The EO and HHS Rule come on the heels of FDA’s October 19, 2023, update of 171 AI/ML medical devices that were added to FDA’s list of 600-plus AI/ML-enabled medical devices that are marketed in the United States. As noted in FDA’s update, AI devices began to erupt on the market in 2020 and the number of these devices continues to grow each year. As a result, we can expect regulations and policies surrounding AI/ML-enabled technologies will continue to be a focus for both FDA and HHS in the coming year. As commenters noted in the proposed HHS rule, there is concern that HHS’s rule could implicate Clinical Decision Support Software that falls within FDA-regulated medical devices, which may have already been cleared, approved, or otherwise authorized for marketing within the United States.
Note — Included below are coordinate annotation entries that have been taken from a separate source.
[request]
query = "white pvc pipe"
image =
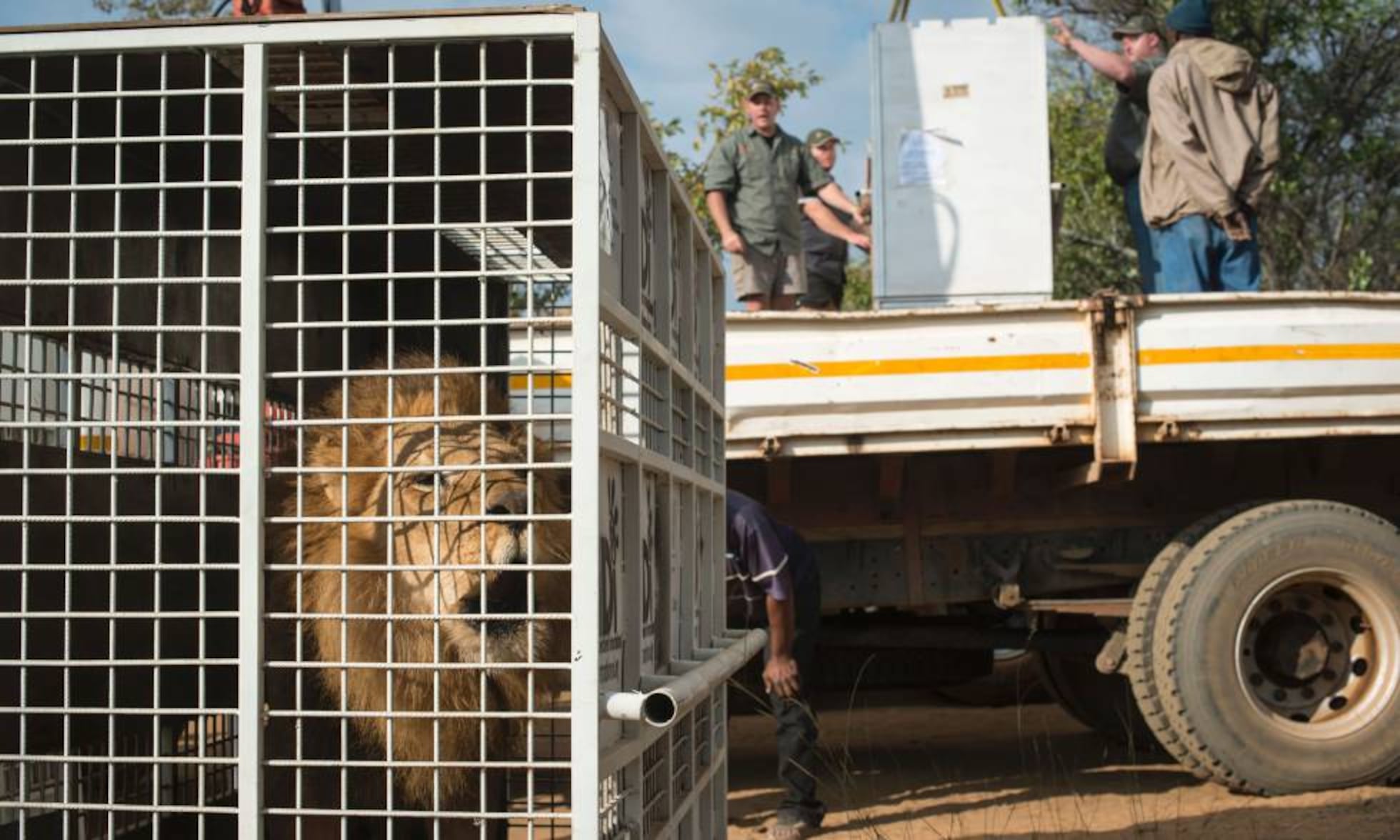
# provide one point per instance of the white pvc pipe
(666, 696)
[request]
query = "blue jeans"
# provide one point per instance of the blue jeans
(1196, 255)
(1149, 269)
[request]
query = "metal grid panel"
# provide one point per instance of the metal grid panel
(119, 192)
(419, 213)
(471, 299)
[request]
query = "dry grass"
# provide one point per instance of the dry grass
(901, 766)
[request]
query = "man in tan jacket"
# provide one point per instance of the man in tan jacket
(1210, 150)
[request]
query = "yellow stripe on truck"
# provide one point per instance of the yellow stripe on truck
(1034, 361)
(542, 381)
(892, 367)
(1048, 361)
(1270, 353)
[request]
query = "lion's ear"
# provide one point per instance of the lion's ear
(329, 485)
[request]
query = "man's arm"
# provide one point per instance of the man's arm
(1172, 125)
(730, 239)
(780, 675)
(834, 195)
(1116, 66)
(822, 217)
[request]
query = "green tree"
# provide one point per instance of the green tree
(723, 114)
(860, 293)
(1094, 244)
(157, 9)
(1331, 220)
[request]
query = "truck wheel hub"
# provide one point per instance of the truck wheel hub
(1306, 656)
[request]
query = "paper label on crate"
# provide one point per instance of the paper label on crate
(923, 157)
(611, 643)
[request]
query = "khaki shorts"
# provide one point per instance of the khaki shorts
(768, 275)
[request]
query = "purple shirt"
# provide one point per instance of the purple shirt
(764, 558)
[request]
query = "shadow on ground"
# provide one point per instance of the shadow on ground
(902, 768)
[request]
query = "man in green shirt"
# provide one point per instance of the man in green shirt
(1130, 71)
(754, 181)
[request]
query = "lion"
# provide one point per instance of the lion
(465, 609)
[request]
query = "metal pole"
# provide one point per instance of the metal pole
(584, 803)
(249, 439)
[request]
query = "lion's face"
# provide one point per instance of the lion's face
(468, 567)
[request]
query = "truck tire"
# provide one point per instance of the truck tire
(1143, 625)
(1102, 701)
(1277, 649)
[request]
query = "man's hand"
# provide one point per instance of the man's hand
(780, 676)
(1236, 226)
(733, 243)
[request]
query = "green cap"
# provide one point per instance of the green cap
(762, 87)
(1139, 24)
As AI/ML technology continues to be integrated into all facets of health care operations, we can expect industry stakeholders will be monitoring these overlapping jurisdictions and how FDA and HHS ultimately reconcile those concerns.

Medical Device Recalls

What’s the Issue?

In December, U.S. Senators Dick Durbin and Richard Blumenthal sent a letter to the Government Accountability Office asking the office to re-examine FDA’s oversight of medical device recalls, citing a media investigation surrounding the June 2021 Philips Respironics recall that is still ongoing. The recall involved millions of sleep apnea machines and mechanical ventilators following a discovery that the sound abatement foam in some of the devices could deteriorate and be inhaled. According to media reports, Philips withheld the problem from FDA for years before reporting the situation and eventually recalling products. The media also reported that FDA missed several opportunities to mitigate the risks of the problem.

Why Does it Matter?

The inquiry into FDA’s role in the recall has the potential to lead to congressional oversight hearings and possible regulatory and/or legislative change with the way FDA and manufacturers handle recalls and corrective actions in the device industry. Medical device manufacturers, and all medical product manufacturers, should keep an eye on this issue as it could have implications on recall frameworks down the road. In the near term, congressional hearings may cause the very type of uncertainty that can be bad for regulated industry.